Posted on July 1, 2020

Twitter Stupidity of the Day

Gregory Hood, American Renaissance, July 1, 2020

Every day, Twitter has a new artificial controversy. The platform will identify someone who said something scandalous, and the Twitter mobs begin to howl. Recently, it was Terry Crews’s turn.

Terry Crews Backlash

The black actor is known for comedy. For example, he was President Camacho in the prescient 2006 film Idiocracy.

However, Mr. Crews is not a clown. He’s very honest about Hollywood’s dark side and his own failings. He’s struggled with pornography addiction. He claims he was sexually assaulted by a Hollywood talent agent. D.L. Hughley, Russell Simmons, Tariq Nasheed, and others found this accusation funny.

Mr. Crews did not criticize the Black Lives Matter movement in today’s “controversial” tweet. If anything, it was banal.

Mr. Crews is trying to say something positive, but plenty of people didn’t see it that way.
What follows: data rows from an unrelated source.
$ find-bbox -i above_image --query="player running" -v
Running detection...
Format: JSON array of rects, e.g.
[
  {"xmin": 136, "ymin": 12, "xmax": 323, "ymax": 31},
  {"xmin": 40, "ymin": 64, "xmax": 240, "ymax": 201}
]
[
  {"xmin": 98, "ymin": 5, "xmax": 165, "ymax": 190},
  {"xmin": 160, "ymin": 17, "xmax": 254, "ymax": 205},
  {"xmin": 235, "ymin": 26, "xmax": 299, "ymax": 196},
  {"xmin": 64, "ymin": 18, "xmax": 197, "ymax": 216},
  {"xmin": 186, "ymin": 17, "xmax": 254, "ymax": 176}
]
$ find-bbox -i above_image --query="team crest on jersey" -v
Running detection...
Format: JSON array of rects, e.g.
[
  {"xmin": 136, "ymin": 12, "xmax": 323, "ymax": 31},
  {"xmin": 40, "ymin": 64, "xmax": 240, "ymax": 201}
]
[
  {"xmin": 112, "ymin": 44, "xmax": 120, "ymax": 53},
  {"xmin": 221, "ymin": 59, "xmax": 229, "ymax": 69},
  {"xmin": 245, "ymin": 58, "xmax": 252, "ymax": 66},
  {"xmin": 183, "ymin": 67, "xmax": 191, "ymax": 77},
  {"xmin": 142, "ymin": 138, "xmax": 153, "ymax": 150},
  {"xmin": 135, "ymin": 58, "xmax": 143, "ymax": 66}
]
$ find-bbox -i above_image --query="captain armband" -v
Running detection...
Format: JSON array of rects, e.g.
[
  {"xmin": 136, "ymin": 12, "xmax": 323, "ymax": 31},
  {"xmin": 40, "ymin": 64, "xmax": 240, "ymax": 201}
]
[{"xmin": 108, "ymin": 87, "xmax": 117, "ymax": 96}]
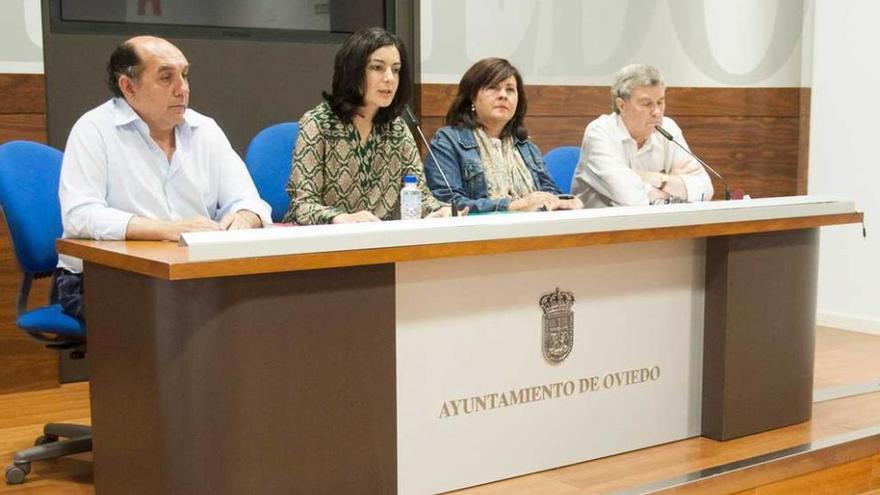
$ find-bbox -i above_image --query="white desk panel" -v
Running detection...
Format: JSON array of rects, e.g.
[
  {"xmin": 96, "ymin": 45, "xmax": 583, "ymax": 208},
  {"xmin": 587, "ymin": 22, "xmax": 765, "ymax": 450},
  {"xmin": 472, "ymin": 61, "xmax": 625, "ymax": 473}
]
[{"xmin": 181, "ymin": 196, "xmax": 855, "ymax": 261}]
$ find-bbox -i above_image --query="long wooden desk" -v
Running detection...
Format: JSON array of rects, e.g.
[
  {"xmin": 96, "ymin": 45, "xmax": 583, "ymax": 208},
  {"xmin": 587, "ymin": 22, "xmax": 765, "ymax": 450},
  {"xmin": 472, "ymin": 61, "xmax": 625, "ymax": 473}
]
[{"xmin": 58, "ymin": 197, "xmax": 862, "ymax": 495}]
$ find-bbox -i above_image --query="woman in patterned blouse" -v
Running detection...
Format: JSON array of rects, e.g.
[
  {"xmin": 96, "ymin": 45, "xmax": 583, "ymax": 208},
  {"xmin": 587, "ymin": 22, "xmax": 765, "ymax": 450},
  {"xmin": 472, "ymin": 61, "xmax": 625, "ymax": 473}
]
[
  {"xmin": 284, "ymin": 28, "xmax": 449, "ymax": 225},
  {"xmin": 425, "ymin": 58, "xmax": 583, "ymax": 212}
]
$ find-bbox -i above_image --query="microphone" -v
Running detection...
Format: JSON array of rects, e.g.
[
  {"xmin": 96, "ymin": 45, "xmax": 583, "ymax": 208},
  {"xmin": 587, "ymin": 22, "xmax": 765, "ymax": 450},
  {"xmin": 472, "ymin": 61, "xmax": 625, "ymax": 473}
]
[
  {"xmin": 403, "ymin": 104, "xmax": 458, "ymax": 217},
  {"xmin": 654, "ymin": 124, "xmax": 744, "ymax": 199}
]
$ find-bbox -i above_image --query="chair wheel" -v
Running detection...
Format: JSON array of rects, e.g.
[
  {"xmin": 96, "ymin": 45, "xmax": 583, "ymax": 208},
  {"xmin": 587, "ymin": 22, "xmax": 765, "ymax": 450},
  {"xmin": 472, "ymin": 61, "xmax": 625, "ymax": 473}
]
[
  {"xmin": 34, "ymin": 435, "xmax": 58, "ymax": 447},
  {"xmin": 6, "ymin": 462, "xmax": 31, "ymax": 485}
]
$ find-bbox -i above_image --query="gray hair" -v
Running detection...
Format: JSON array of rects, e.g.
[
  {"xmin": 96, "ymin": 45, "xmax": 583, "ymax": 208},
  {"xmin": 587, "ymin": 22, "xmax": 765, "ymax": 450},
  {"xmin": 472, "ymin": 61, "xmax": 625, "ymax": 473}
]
[{"xmin": 611, "ymin": 64, "xmax": 666, "ymax": 113}]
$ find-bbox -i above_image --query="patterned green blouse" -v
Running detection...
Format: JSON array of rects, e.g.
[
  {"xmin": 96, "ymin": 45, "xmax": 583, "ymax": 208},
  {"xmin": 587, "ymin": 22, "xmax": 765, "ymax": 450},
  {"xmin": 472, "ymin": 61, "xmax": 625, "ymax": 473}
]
[{"xmin": 284, "ymin": 102, "xmax": 443, "ymax": 225}]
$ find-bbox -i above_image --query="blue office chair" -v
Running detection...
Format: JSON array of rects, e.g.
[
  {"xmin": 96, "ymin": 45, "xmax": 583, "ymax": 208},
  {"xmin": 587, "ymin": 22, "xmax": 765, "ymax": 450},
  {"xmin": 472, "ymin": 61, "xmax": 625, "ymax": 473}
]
[
  {"xmin": 0, "ymin": 141, "xmax": 92, "ymax": 485},
  {"xmin": 244, "ymin": 122, "xmax": 299, "ymax": 222},
  {"xmin": 544, "ymin": 146, "xmax": 581, "ymax": 194}
]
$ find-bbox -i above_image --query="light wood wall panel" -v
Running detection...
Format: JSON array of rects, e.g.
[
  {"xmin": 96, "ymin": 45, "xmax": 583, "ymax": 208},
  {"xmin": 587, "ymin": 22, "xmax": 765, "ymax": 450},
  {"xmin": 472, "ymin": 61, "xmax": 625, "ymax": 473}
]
[
  {"xmin": 0, "ymin": 74, "xmax": 58, "ymax": 394},
  {"xmin": 416, "ymin": 84, "xmax": 810, "ymax": 198}
]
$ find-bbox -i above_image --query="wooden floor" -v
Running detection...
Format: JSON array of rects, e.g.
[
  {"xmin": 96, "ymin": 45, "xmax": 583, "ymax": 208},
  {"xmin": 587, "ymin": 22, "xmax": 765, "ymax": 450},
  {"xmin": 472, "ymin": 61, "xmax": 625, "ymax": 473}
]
[{"xmin": 0, "ymin": 328, "xmax": 880, "ymax": 495}]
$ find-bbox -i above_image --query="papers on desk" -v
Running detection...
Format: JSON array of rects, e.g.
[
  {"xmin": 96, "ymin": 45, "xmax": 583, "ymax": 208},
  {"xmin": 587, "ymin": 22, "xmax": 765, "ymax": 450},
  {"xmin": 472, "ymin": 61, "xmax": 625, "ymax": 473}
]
[{"xmin": 181, "ymin": 196, "xmax": 855, "ymax": 261}]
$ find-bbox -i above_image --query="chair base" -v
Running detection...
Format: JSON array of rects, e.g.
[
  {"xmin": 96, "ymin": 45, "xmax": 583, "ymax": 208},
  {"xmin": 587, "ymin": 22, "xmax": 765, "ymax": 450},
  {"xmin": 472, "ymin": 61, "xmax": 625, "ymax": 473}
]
[{"xmin": 6, "ymin": 423, "xmax": 92, "ymax": 485}]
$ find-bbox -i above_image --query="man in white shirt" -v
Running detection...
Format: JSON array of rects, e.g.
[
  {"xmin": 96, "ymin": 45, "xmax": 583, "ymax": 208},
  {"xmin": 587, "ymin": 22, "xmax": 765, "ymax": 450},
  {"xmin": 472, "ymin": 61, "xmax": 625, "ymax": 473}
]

Can we honestly say that blacks today are not a “special favorite of the laws?” With affirmative action, preferences in government contracts, and ethnic lobby groups, blacks have tremendous collective power. Whites have none. If blacks require “trillions” of dollars and “decades” of effort to be equal, whites should ask if there will ever be an end to this egalitarian crusade. If blacks believe they built they country over “400 years,” are we doomed to subsidize them for the next 400? Former Supreme Court Justice Sandra Day O’Connor predicted that affirmative action won’t be needed by 2028. Nice try.

Mr. Crews’s call for children of God to act like brothers and sisters is idealistic, but it’s clearly not the message blacks want to hear. Blacks want concessions until we reach “equality.” In practical terms, this means forever because whites and blacks do not have the same average intelligence. “Equality” means a blank check with no expiration date.

No society can function this way without consuming itself, and perhaps Mr. Crews senses this. But it’s hard to fault blacks for demanding more and more and more. The question is: Why do we keep giving?